What I would like to know is:

Is such a memory requirement normal for positron Doppler calculations?

If this is normal, is it possible to start the Doppler calculation directly by reading the two wave function files (electron and positron) obtained from the previous GS calculation?

Regarding the second point, there is no mention of this usage in the documentation of positron and posdoppler, and it seems that one must perform at least two TC-DFT steps to get the wave functions for electrons and positrons to be able to start the Doppler calculation. However, with a severely limited number of available CPUs, the time consumed by even such two steps of calculations is significant. I think it may be possible to save a lot of time, if I can perform large-scale parallel TC-DFT calculations first to obtain the two wave function files, and then use these files to start the Doppler calculation, using a small number of CPUs that do not run out of memory.

i will try to cover your second question/ second part with a more general answer., although I have no experience with this side of the code.
In Abinit whenever you have chains of datasets, definitely the calculations can be split into independent calculations, this provided that you print in the previous dataset the data required for the next one.

As for the memory requirements, the memory requirements will not scale with the number of nodes but with the amount of data that you will deal with (this at least if you are not using way more processors than necessary and you are in a saturated regime when using parallelism).
For this, I would look into 2 things:

what options for ABINIT parallelism are you using: autoparal or paral_kgb? I would suggest the latter with an emphasis on using npkpt and fully parallelizing over your number of k-points.

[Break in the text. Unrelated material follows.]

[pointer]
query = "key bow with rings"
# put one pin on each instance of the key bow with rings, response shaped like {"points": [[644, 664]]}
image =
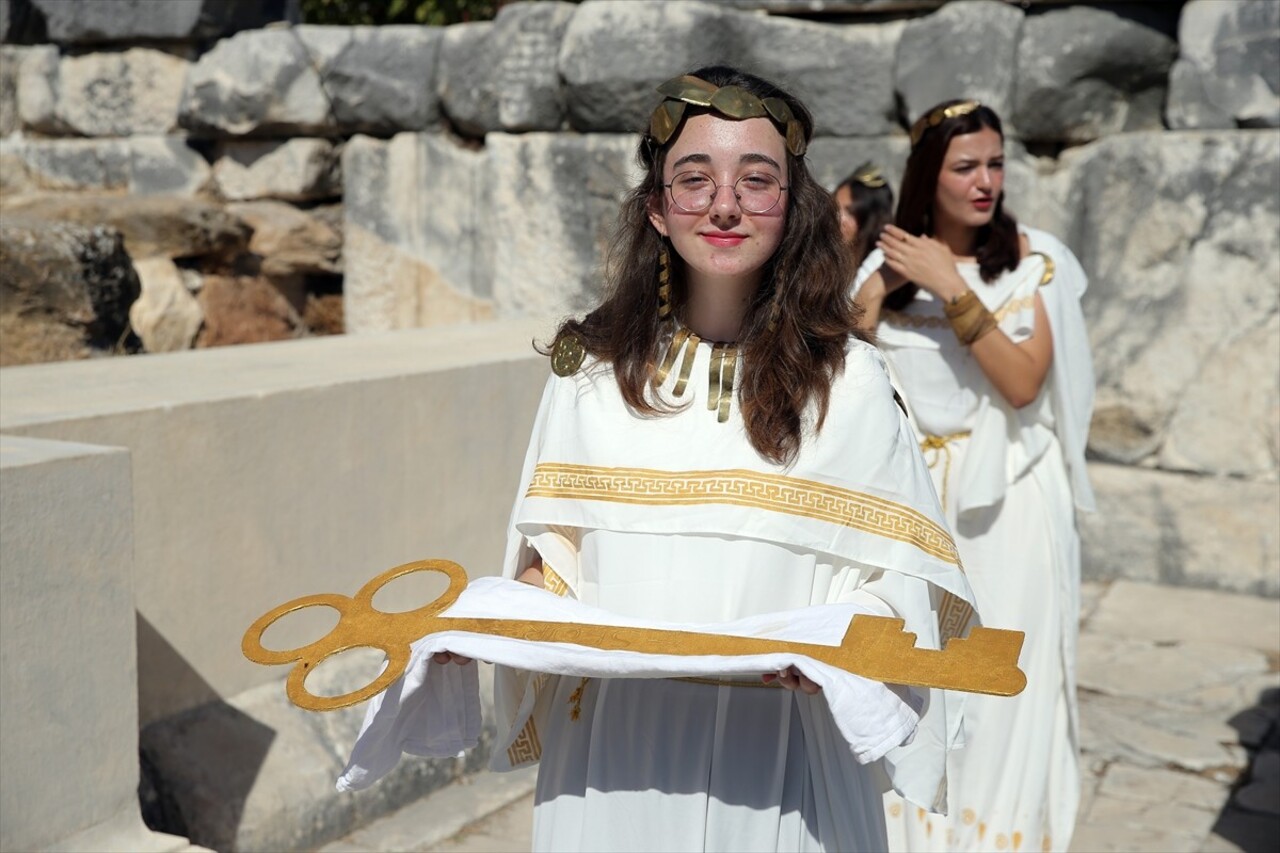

how does the calculations scale (SCF step time) with the number of cpus when using either autoparal or paral_kgb?
I hope I understood your question correctly.
Let me know if this helps!
Bogdan

I don’t remember how the memory is distributed exactly in the Doppler calculation, but I would not say that it is impossible for larger scale calculations. I used it in supercells with 100-300 atoms and it was difficult to get it to work, but not impossible. It is normal that the memory requirements are high, Doppler calculations operate on wavefunctions (similar to hybrid functional calculations), but the memory is also distributed when you use parallelism. What architecture are you using, 100GB per node does not seem that large?

It is not possible to calculate Doppler by reading the wavefunction files, the wavefunctions files that you normally get are simply given on the FFT grid and you do not have everything that you need for PAW (all projectors etc.) and Doppler needs full PAW wavefunctions. Doppler calculations are also very time-consuming, so the TC-DFT calculation that comes before is just a fraction of time you would spend anyway and the overall gain from reading wavefunctions would be small.

By the way, is the memory footprint the actual usage or some estimate that it printed? I am not sure that it is more accurate now, but I remember that these estimates written by ABINIT were not very representative of what was actually used (but it has been a few years since I run these calculations and I might be misremembering something).